Contains all the possible sequencing barcode indices used in the laboratory. When the users prepare their own sequencing library, they must provide information about the sequencing barcode indices.

MultipleRequest

Using the web interface, it is possible to request more than one sample at the same time. Such samples are linked by the MultipleRequest table.

Project

Groups the samples into projects. A project is associated to a list of users (collaborators). The project creator can set special permissions for collaborators to view or modify the information regarding specific samples.

AttributeValue

Connects each sample to custom attributes and values. This approach permits enriching each sample with specific meta-data that can be used for searching for specific samples and for statistical analyses.
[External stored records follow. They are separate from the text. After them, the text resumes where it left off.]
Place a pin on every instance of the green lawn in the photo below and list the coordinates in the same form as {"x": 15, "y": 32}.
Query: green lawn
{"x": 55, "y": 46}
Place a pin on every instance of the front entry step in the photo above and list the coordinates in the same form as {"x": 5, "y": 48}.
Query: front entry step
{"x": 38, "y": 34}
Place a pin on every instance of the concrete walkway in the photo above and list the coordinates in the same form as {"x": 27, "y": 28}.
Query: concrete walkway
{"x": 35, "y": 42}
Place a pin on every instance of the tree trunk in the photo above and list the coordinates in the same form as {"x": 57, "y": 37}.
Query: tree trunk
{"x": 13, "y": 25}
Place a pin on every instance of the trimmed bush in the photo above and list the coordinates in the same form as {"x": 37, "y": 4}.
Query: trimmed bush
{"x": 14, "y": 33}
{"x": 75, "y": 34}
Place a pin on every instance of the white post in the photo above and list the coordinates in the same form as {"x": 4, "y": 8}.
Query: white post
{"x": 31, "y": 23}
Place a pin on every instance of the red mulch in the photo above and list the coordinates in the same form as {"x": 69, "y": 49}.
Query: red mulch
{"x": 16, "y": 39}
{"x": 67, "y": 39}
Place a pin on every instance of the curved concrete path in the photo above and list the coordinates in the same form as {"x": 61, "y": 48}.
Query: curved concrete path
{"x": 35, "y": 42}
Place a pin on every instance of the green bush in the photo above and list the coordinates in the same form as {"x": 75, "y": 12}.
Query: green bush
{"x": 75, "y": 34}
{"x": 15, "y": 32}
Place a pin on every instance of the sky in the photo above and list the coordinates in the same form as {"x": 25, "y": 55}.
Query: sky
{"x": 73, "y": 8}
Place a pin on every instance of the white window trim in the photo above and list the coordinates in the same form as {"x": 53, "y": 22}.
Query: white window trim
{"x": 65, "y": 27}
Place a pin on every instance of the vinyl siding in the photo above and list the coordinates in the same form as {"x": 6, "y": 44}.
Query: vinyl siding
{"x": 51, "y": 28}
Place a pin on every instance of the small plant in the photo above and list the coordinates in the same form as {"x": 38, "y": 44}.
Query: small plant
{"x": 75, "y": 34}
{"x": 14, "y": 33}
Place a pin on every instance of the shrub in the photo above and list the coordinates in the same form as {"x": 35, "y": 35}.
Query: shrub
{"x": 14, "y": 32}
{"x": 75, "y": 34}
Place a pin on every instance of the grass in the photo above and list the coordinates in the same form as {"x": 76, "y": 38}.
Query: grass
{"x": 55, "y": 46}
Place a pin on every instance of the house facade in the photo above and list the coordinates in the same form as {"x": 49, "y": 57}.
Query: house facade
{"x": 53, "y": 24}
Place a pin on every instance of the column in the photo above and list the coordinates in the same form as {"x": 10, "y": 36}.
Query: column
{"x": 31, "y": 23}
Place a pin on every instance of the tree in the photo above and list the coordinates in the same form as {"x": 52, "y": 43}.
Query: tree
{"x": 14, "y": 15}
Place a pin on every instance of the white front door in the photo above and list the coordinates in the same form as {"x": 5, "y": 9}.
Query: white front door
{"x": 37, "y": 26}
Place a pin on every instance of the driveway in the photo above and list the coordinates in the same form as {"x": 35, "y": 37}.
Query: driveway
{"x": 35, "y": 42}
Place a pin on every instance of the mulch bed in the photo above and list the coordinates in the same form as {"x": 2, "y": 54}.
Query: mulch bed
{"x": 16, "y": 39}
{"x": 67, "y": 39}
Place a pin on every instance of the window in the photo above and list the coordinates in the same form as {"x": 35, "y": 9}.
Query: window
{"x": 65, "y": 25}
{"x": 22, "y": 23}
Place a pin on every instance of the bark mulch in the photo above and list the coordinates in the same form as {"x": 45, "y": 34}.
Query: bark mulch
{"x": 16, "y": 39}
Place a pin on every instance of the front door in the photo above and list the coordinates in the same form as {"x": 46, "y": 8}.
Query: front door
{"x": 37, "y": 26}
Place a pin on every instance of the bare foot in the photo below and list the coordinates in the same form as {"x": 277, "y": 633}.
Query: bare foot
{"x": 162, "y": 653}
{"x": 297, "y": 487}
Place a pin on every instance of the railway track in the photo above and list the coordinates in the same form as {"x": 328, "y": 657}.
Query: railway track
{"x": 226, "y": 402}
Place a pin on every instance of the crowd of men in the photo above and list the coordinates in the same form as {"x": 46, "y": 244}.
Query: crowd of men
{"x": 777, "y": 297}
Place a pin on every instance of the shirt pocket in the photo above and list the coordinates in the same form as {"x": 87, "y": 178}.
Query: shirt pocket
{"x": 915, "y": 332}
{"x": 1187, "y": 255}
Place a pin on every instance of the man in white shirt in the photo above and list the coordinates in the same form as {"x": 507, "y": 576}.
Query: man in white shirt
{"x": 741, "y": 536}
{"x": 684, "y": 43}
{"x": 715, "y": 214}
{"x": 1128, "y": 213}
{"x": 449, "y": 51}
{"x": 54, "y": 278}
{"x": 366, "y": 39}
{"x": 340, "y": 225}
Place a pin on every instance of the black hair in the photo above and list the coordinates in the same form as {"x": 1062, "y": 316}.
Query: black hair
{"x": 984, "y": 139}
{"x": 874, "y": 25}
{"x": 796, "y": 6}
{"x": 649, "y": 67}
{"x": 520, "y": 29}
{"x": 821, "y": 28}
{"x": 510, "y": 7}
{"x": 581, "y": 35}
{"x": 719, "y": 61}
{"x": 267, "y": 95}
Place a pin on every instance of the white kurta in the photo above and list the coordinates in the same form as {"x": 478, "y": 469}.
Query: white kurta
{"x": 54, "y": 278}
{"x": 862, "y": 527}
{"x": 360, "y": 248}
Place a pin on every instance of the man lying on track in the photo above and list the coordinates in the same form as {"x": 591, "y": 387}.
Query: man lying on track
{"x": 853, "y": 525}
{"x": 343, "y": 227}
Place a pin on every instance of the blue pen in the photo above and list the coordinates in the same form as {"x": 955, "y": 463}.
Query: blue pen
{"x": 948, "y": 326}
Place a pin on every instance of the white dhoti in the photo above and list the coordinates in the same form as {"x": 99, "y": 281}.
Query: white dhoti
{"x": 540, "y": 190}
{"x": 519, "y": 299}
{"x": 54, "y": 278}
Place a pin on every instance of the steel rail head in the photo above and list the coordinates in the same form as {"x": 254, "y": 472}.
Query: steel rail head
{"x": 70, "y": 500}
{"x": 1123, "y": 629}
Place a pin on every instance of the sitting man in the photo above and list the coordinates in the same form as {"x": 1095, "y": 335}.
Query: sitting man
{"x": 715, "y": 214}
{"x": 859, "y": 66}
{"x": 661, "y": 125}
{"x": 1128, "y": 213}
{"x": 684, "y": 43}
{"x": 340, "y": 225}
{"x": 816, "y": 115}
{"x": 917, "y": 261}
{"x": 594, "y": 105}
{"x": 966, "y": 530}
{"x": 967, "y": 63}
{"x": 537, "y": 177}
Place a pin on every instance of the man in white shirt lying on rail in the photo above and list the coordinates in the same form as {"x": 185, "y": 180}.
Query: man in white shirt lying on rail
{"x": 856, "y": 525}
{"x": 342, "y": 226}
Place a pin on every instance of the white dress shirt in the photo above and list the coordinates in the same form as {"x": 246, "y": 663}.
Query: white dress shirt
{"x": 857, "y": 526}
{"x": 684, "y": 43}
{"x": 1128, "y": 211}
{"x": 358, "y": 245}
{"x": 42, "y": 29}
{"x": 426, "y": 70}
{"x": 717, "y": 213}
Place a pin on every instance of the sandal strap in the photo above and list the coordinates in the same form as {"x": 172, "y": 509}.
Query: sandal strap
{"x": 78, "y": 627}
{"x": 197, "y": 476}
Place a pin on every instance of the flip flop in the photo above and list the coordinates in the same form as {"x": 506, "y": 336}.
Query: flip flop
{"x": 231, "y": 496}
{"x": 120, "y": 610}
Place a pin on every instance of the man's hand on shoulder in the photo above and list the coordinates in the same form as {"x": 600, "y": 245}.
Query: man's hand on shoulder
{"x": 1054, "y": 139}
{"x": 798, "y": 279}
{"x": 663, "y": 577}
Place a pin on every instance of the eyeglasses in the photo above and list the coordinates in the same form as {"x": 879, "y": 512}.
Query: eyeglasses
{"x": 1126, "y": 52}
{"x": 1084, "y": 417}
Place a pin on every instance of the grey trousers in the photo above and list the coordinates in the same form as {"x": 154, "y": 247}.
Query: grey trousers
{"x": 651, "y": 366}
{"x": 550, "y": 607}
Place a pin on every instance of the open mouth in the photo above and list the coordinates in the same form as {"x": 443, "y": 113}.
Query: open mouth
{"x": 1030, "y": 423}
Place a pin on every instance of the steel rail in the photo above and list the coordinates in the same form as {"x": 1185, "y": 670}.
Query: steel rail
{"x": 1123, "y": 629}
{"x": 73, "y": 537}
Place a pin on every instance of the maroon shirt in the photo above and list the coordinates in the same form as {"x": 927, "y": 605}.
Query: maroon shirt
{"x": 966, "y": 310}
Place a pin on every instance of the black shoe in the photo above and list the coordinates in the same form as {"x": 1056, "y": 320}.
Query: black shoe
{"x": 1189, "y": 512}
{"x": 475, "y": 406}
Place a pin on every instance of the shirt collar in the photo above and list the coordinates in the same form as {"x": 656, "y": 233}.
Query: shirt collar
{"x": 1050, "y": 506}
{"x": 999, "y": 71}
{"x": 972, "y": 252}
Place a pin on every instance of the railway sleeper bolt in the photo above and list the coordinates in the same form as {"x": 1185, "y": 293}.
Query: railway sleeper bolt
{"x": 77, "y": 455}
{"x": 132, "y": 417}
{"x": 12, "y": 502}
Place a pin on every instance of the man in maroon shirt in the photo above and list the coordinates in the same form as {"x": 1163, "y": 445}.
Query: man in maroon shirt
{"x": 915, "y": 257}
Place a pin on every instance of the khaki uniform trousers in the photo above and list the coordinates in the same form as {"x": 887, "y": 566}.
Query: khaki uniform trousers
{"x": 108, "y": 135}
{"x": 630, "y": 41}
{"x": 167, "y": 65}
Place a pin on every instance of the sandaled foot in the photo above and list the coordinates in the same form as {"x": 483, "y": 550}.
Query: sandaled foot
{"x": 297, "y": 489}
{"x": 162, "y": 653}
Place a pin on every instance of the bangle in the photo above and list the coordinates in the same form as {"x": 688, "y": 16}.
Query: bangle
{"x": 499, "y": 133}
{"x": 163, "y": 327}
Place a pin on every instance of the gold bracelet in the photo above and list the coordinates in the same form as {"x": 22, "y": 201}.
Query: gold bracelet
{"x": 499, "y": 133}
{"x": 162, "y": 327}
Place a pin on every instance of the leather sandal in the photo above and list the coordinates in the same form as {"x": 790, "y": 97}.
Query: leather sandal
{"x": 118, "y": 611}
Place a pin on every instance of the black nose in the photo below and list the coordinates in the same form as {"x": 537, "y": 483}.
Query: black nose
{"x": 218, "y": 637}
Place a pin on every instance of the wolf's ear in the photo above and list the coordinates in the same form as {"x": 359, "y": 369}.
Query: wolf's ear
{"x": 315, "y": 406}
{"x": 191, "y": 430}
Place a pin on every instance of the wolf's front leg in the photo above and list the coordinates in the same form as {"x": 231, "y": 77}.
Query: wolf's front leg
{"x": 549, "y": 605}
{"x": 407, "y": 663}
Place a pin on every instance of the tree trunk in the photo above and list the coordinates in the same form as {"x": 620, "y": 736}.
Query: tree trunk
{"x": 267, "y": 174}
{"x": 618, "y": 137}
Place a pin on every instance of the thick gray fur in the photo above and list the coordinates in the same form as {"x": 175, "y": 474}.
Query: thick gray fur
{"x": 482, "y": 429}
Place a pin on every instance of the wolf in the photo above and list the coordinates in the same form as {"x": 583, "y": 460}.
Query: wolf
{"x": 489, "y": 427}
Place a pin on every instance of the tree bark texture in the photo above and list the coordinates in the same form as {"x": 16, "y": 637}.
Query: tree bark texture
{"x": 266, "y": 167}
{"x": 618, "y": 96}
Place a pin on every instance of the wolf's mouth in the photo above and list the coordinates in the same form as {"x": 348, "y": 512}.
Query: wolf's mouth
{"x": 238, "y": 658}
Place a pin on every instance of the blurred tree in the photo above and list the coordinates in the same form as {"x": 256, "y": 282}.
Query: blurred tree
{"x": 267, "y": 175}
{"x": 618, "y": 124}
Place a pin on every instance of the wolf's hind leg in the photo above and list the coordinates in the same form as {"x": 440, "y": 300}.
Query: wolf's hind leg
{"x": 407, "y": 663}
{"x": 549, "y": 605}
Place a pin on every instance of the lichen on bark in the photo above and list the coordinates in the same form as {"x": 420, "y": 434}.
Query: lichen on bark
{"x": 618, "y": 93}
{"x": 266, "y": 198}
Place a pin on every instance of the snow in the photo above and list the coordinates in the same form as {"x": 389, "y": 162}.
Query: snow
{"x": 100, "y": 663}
Note that all the tables connected to sample and representing the results of the sequencing and the following analyses will be connected to the meta-data.

SampleRun

Represents the run of the sequencing machine for a specific sample, connected to the sequencing reagents used. Many samples can run together and be connected by the same run_id.

RawData

Keep track of FASTQ files produced. It stores the paths to files, samples and runs that originated the data.

AlignedData

Stores the algorithm and the reference genome used as well as the path to the resulting aligned data (in BAM format)

AnnotatedData

Analysis steps following the alignment are saved in this table. Many algorithms use as input the output of a precedent step. Thus, the table contains a one-to-many reference to itself.